Cell fate decisions and fatal consequences: How cancer seeds can choose a life less travelled
Rare tumour cells have recently been identified in breast cancers that share many stem cell properties that allow them to evade conventional treatments and go on to sow the seeds of tumour recurrence and metastasis (spread) with ultimately fatal consequences.
To successfully target these cells in the clinic we must first understand what characteristics are critical for their function. One property, universal to all stem cells, is the ability to divide in a way that retains pools of stem-like cells whilst also allowing the generation of a diverse array of daughter cells.
This process, known as asymmetric cell division, is essential during development, but can go horribly awry in cancer. The impact of asymmetric cell division in breast cancer progression is unknown.

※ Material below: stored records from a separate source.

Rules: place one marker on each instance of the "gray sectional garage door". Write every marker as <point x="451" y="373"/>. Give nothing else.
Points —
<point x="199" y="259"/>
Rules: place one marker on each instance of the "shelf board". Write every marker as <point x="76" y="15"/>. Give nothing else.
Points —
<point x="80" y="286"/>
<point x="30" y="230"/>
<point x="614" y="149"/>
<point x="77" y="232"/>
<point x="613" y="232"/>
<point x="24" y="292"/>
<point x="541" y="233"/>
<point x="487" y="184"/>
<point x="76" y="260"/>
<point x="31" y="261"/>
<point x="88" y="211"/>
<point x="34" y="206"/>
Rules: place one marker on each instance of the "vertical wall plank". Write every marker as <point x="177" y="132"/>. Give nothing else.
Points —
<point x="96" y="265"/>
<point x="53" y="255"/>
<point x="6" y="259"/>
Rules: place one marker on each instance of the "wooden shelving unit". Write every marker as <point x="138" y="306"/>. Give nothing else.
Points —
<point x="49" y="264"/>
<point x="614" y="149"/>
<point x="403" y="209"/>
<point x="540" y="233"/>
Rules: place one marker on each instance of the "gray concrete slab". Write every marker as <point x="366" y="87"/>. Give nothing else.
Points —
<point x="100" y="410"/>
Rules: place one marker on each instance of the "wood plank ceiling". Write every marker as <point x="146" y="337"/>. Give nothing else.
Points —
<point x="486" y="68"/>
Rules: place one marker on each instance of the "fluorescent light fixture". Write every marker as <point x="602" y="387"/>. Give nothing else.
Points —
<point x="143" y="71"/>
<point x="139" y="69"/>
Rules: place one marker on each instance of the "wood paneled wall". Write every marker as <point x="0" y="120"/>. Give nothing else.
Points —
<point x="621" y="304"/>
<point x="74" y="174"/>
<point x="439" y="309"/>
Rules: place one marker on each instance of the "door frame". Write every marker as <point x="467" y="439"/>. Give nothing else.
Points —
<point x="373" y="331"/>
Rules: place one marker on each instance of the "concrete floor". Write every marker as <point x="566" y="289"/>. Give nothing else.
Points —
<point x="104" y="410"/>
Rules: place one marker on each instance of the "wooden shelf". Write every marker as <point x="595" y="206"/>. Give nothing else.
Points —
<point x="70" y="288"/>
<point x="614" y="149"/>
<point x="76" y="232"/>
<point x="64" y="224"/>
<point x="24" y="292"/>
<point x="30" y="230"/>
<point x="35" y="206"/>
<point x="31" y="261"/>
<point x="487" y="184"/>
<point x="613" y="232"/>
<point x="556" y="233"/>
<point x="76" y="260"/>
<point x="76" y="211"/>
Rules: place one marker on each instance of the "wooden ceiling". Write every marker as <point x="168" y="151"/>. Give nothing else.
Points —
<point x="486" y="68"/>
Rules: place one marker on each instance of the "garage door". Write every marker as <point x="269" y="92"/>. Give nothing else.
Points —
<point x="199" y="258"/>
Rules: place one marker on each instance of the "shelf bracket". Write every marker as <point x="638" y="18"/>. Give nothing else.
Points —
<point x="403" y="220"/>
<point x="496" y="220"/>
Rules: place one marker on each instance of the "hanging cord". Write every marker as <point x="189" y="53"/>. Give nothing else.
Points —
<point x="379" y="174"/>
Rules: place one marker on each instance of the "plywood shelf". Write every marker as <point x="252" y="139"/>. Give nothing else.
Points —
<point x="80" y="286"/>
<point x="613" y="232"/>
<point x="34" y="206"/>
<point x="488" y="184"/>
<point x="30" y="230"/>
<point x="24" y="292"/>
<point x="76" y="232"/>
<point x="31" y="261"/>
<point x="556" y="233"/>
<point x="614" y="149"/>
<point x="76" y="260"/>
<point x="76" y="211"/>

Dr Patrick Humbert and his team have recently identified the asymmetric cell division gene Gpsm2, which is a breast cancer tumour suppressor, and shown that it is essential for regulating the growth of normal breast stem cells. They also found that Gpsm2 can alter cancer stem cells and restrict the spread of breast cancer to the lungs of mice.
Dr Humbert is investigating this poorly-examined central aspect of stem cell biology to better understand how it resists therapy and enables cancers to metastasise. He believes that, similar to its role in regulating the numbers and function of normal stem cells, Gpsm2 also acts as a critical regulator of cancer stem cells.
Importantly, this could be a completely new target for stopping breast cancer recurrence and metastasis which could lead to the development of more effective treatments for all late-stage breast cancer patients.
Examination of this new anti-tumour pathway could also identify a completely new pathway to target hormone receptor negative breast cancer therapeutically and offer hope to women with basal-like and Her2+ breast cancers that currently lack effective treatments.